Ned Neely
- Full name: Edgar Adams Neely III
- Country (sports): United States
- Born: January 14, 1940
- Died: August 13, 1999 (aged 59)
- Plays: Right-handed

Grand Slam singles results
- French Open: 1R (1962)
- Wimbledon: 1R (1962, 1964)
- US Open: 3R (1963)

= Ned Neely =

American tennis player

Edgar Adams Neely III (January 14, 1940 – August 13, 1999) was an American professional tennis player.

A native of Atlanta, Neely was the eldest son of attorney Edgar Neely Jr. He was the national under-15s boys' singles champion in 1955 and a two-time All-American collegiate player for Georgia Tech. One of his brothers, Mike, was also a good junior player, winning an Orange Bowl title in 1957.

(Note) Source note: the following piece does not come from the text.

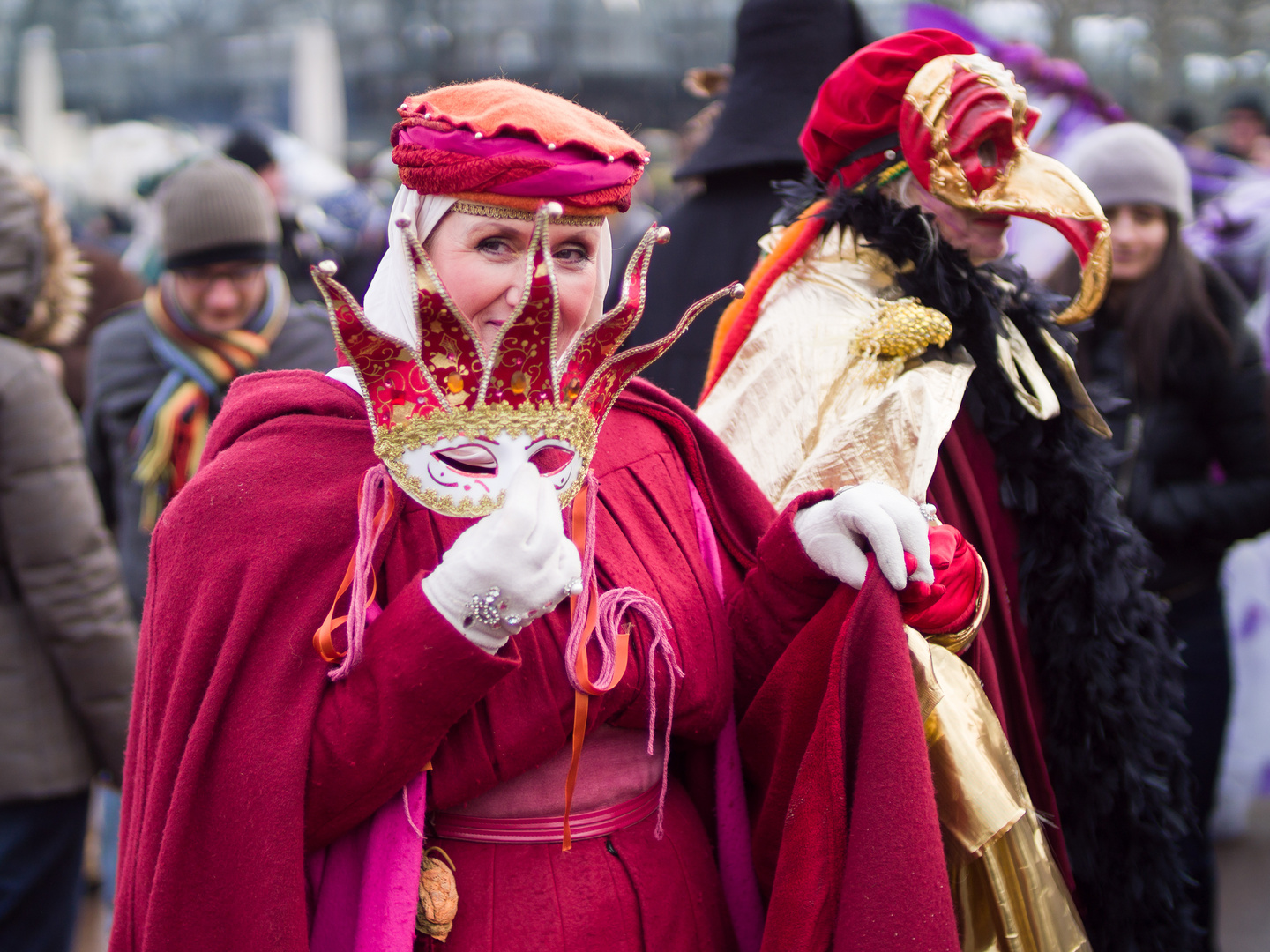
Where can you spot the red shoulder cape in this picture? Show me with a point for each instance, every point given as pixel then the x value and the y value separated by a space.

Neely, ranked as high as 11th nationally, made the singles third round of the 1963 U.S. National Championships and competed in multiple editions of the Wimbledon Championships. He is an inductee in the Georgia Tech Hall of Fame, Georgia Tennis Hall of Fame and Southern Tennis Hall of Fame.

An attorney by profession, Neely received an engineering degree from Georgia Tech and went on to study law at the University of Virginia. He practiced law in Atlanta.

Neely, who was an experienced pilot, died in 1999 when a Beechcraft twin-engine plane he was piloting crashed near Wakulla County Airport, Florida. His 14-year-old daughter, the plane's only other occupant, survived the accident.